Es dauerte viele Jahre, bis die Politiker verstanden, was geschah, und noch länger, bis die Mehrheit der Öffentlichkeit begriff, dass sie effektiv entrechtet worden waren. Die wachsende Mehrheit der Israelis, die sich der Realität ihres politischen Systems bewusst werden, wurde erst nach der Eröffnung des Prozesses gegen Netanjahu im Jahr 2021 zur Mehrheit. Der Zusammenbruch der Anklagen gegen Netanjahu vor dem Jerusalemer Bezirksgericht einerseits und die Enthüllungen über tiefgreifende und systematische staatsanwaltschaftliche und ermittlungstechnische Misshandlungen von Zeugen und Verdächtigen während der Ermittlungsphase des juristischen Angriffs auf den amtierenden Premierminister andererseits, genügten, um der Rechten ein klares Mandat zur Rechtsreform zu erteilen.


Heute sehen sich die Baraks und ihre Genossen zum ersten Mal der realen Aussicht gegenüber, dass ihr post-1977 post-demokratischer Regierungsapparat demontiert und die tatsächliche Demokratie im Land wiederhergestellt wird. Und sie werden es nicht im Liegen hinnehmen. In den letzten Tagen hat die juristische Bruderschaft ihre Muskeln spielen lassen, strafrechtliche Ermittlungen gegen Regierungsminister gefordert und den Ministern bei ihren Bemühungen, hochrangige Beamte in ihre Ministerien zu ernennen, Hindernisse in den Weg gelegt. Weitere Anklageschriften gegen Netanjahus Mitarbeiter wegen Prozess-Anklagepunkten sind in Arbeit. Und natürlich wird es weitere Massenproteste und Aufrufe zu Gewalt und Aufstand von Politikern, pensionierten Generälen und Richtern geben.

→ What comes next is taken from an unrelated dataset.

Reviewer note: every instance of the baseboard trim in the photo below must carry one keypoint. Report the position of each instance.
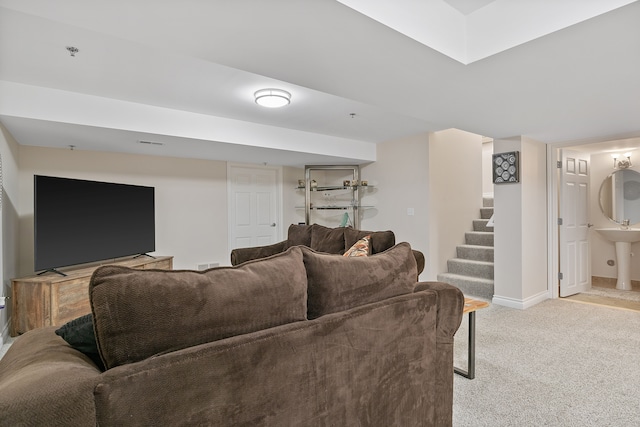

Die Regierung muss vorsichtig sein, wenn sie ihren Kurs plant. Minister müssen sich daran erinnern, dass sie jetzt das Sagen haben. Sie können Dinge ändern und haben keinen Grund, das Feuer in gleicher Weise zu erwidern, wenn sie angegriffen werden. Die Knesset kann Levins Justizreformpaket verabschieden und sollte dies ohne Verzögerung tun. Andere Politiken sollten mit minimaler Fanfare umgesetzt werden. Die Rechte hat eine Generation gewartet, um die demokratischen Grundlagen des parlamentarischen Systems Israels wiederherzustellen. Die Ernsthaftigkeit der Androhung von Gewalt und inneren Unruhen muss unsere Führer daran erinnern, warum ihr Plan zur Wiederherstellung der Demokratie zwingend und dringend ist.